Oh, sorry, I misread your first post with the question. So the counterweight supports both the man and the ladder? I was assuming that the ladder was fixed, but re-reading your post it says that the man and ladder are both on one end of the rope, balanced by the counterweight.

Hmm. So it's more like the man is holding the ladder, and can move it up and down with respect to his position? Is there a figure showing the problem?

7. Dec 7, 2012

### SK_JEE

There isn't any diagram,but I assumed and made a quick one,here
http://gyazo.com/ee2fda8cfbe22eae4fc549534b053db4

8. Dec 7, 2012

### Staff: Mentor

Okay, so it's more like the man is holding the ladder. Instead of really climbing up the ladder, it's more like the man is lowering the ladder, because there is nothing supporting the ladder, so the man can't really "climb up".

If the man is lowering the ladder and that does not cause him to move anywhere himself, what happens to the CM of the system?

9. Dec 7, 2012

### SK_JEE

Not too sure about the ques,but ans isnt 0
its
ml/2m

10. Dec 7, 2012

### haruspex

I can't make sense of the set-up. No mass is mentioned for the ladder, so I assume that's to be ignored. So, before the man steps on the ladder the counterweight must be on the floor. Presumably the counterweight weighs less than the man.
As soon as the man steps on the ladder, the ladder is not going to be vertical. But now you get into awkward questions about the angle the rope makes to the vertical. OK, maybe we can assume a very long rope and short ladder, so we get to treat the rope as always vertical. But now, below a certain critical height of the man, the counterweight remains on the floor; above that height, the counterweight rises and doesn't stop till the man reaches the floor. I see no reason why equilibrium would be reached in between.
On top of all that, it's unclear whether the distance climbed and CoM displacement are supposed to be measured vertically or in line of movement.

11. Dec 8, 2012

### vela

Staff Emeritus
I think, as SK_JEE has assumed, the system is in equilibrium initially, so the mass of the ladder has to be M-m.

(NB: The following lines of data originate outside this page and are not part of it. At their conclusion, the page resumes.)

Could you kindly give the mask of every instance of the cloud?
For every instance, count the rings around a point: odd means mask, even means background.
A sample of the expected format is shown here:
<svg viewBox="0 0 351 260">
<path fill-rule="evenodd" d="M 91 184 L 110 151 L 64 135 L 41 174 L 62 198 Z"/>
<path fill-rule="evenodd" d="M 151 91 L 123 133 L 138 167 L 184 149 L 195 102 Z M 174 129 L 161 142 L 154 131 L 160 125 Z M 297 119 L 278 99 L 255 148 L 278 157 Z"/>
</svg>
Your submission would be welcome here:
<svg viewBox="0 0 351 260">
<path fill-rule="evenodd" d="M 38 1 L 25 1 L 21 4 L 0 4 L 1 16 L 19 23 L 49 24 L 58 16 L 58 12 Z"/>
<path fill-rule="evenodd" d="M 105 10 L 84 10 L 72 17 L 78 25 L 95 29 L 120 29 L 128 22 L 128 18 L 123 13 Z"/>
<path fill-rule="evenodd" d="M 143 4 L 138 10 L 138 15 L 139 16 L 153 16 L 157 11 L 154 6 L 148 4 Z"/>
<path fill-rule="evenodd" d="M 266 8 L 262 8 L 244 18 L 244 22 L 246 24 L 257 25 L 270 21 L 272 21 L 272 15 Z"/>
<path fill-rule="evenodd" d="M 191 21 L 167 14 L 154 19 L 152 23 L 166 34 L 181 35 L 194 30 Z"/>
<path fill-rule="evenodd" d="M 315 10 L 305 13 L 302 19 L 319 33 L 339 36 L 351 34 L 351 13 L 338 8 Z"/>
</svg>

You might approach this problem using energy methods. As the man climbs, he does work. That work goes into changing the potential energy of the man, the ladder, and the counterweight.

So the m's cancel, leaving you with l/2, right? What is l supposed to represent? M and m are different variables as are L and l. Don't use them interchangeably.

Last edited: Dec 8, 2012
12. Dec 8, 2012

### haruspex

OK, but I still don't have the picture. Is the lower end of the ladder on the ground? If so, the ladder will be upright and remain so as the man ascends. Neither the ladder nor the counterweight will move.
If the ladder is suspended, then why does it not say so, rather than merely 'supported'? But supposing it is, I get mL/(2M-m).